Dès le début des négociations, le TISA a fait l’objet d’un tir croisé de nombreuses ONG et de responsables politiques qui pointaient, outre le déroulement opaque et antidémocratique de la négociation, l’ultralibéralisme de ce traité qui empêcherait toute régulation de la part des États dans des secteurs relevant jusqu’à présent des services publics. Une autre critique forte concerne la pression exercée par les membres de la négociation sur les pays les plus faibles, notamment ceux en voie de développement, contraints de rejoindre le traité alors qu’il les défavorise largement.
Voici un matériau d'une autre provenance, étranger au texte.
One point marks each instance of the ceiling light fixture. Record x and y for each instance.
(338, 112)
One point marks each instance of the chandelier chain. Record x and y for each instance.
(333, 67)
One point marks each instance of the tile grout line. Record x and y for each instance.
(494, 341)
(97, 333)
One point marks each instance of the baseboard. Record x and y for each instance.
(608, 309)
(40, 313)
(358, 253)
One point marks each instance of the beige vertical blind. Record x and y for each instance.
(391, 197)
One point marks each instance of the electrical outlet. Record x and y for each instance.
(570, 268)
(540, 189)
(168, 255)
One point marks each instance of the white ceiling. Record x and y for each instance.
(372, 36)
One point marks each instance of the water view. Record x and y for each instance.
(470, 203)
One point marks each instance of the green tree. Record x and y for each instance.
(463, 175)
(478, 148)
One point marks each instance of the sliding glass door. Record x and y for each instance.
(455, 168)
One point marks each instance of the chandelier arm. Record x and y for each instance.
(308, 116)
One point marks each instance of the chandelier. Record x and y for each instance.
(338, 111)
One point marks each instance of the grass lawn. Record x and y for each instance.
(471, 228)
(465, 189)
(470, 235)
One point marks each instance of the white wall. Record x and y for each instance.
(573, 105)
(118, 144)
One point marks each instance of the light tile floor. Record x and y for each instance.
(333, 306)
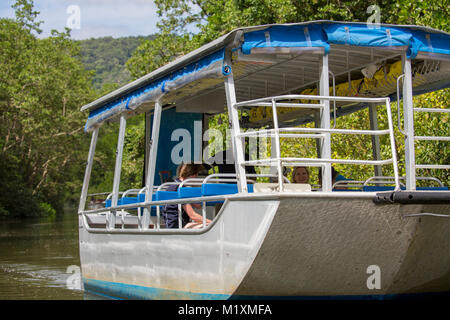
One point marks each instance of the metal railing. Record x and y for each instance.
(318, 133)
(422, 138)
(196, 182)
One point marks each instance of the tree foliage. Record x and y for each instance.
(214, 18)
(42, 85)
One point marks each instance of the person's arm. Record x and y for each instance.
(194, 215)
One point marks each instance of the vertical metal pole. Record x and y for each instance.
(235, 130)
(375, 139)
(151, 165)
(408, 114)
(147, 143)
(277, 145)
(87, 174)
(118, 168)
(393, 148)
(325, 150)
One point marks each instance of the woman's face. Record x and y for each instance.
(301, 175)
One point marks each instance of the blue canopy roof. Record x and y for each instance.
(207, 62)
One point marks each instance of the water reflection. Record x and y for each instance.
(35, 256)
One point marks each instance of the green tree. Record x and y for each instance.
(42, 83)
(215, 18)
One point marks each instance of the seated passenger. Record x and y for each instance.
(336, 176)
(300, 175)
(170, 211)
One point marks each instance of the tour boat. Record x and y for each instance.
(381, 238)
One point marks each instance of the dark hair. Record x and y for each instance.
(188, 169)
(295, 169)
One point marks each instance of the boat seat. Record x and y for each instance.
(189, 192)
(218, 189)
(390, 188)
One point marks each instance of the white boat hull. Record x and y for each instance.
(277, 246)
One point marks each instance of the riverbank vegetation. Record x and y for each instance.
(44, 82)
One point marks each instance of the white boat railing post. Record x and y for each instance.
(236, 141)
(87, 174)
(277, 145)
(151, 165)
(408, 114)
(393, 147)
(376, 151)
(325, 150)
(111, 216)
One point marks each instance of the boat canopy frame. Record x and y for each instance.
(260, 61)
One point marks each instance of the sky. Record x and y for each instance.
(93, 18)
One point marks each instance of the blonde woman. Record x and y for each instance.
(170, 211)
(300, 175)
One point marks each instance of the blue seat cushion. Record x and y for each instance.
(166, 195)
(189, 192)
(216, 189)
(390, 188)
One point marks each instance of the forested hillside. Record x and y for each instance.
(44, 82)
(107, 57)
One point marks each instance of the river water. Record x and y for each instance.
(39, 259)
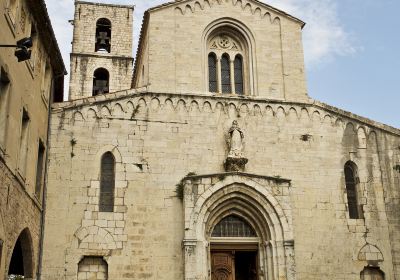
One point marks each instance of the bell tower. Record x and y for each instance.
(101, 58)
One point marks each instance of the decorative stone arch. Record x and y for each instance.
(117, 156)
(21, 260)
(255, 203)
(244, 34)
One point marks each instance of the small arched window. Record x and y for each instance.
(101, 79)
(238, 75)
(233, 226)
(372, 273)
(351, 178)
(103, 35)
(225, 74)
(107, 183)
(212, 72)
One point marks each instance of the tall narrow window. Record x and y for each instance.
(238, 75)
(233, 226)
(107, 183)
(12, 10)
(4, 88)
(23, 149)
(350, 173)
(103, 35)
(225, 74)
(228, 57)
(46, 81)
(35, 52)
(101, 79)
(212, 72)
(1, 249)
(39, 170)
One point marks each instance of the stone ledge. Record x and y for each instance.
(271, 178)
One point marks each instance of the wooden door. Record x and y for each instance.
(222, 266)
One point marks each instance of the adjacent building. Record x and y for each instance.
(27, 90)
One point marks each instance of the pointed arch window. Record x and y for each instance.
(107, 183)
(103, 35)
(212, 73)
(227, 53)
(226, 74)
(233, 226)
(238, 74)
(101, 80)
(352, 185)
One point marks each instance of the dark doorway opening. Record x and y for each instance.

De nombreuses professions réglementées, comme les médecins, les pharmaciens, les notaires, les experts-comptables, les dentistes, les avocats, etc… verraient également leur métiers, considérés comme une simple activité commerciale, perdre leurs protections et s’ouvrir à la concurrence.

Le voile que vient de lever la Commission européenne sur les négociations en cours, et les préconisations de Viviane Reding ( PPE ) pour la suite, n’ont pas rassuré de nombreux députés, même si les conservateurs ont massivement apporté leur soutien à leur représentante.

« C’est une sorte de chirurgie esthétique pour rendre le TISA plus agréable à regarder « , déplore Stélios Kouloglou ( GUE/GVN ), « d’ailleurs malgré les nombreuses réticences exprimées par le Parlement, la commissaire Cecilia Malmström a dit qu’elle continuerait à négocier sans apporter plus de précisions. C’est business as usual. »

José Bové ( Verts/ ALE ) explique de son côté : « ça fait 30 ans qu’on essaie de nous imposer ces accords de libéralisation.. personne dans le monde n’en veut, l’Uruguay vient de sortir des négociations, nous devrions faire pareil. Le TISA va à l’encontre de l’intérêt général, ce n’est pas vrai que nous allons être protégés ! »

Cette déréglementation promise par le TISA, Thomas Händel ( GUE/GVN ) n’en veut pas non plus. Rappelant que cet accord est un projet des multinationales contre l’état, contre les PME, contre le droit des électeurs et des citoyens, il précise : « l’Union européenne attend des profits exhorbitants de cet accord. On ne doit pas saper les droits des citoyens et les services publics au nom d’un commerce juteux… L’éducation, la santé, la prévoyance doivent être exclues de cet accord de libre échange, nous ne voulons pas que la cantine de l’école soir gérée par Mc Do . » D’autant qu’au terme des négociations en cours, tout ce qui aura été privatisé dans l’accord ne pourra plus être renationalisé. « Il ne faut pas de privatisation irréversible », insiste Thomas Händel.
Pour Stélios Kouloglou, cet accord est inutile, « il aurait suffi d’actualiser le GATT « ( Accord Général sur les tarifs douaniers et le Commerce NDLR ).
Laura Sanchez, elle aussi député GUE/GVN, voit dans le TISA un risque majeur pour les économies européennes, « un accord sans transparence «, et elle se pose la question : « comment construire un rapport de force pour s’opposer à la droite libérale et aux multinationales ? »

On l’a vu, une grande partie de leur force souterraine, les négociations l’ont tirée de leur opacité et du silence qui les a entourées. Les lanceurs d’alerte de Wikileaks, en révélant le contenu des discussions en cours, ont été les premiers à permettre l’ouverture d’un débat public sur le TISA. Des élus ont pris le relais, et c’est sans doute l’élargissement du débat public qui permettra de construire ce rapport de force contre un accord commercial qui, en l’état, ne bénéficierait qu’aux multinationales, et certainement pas aux citoyens.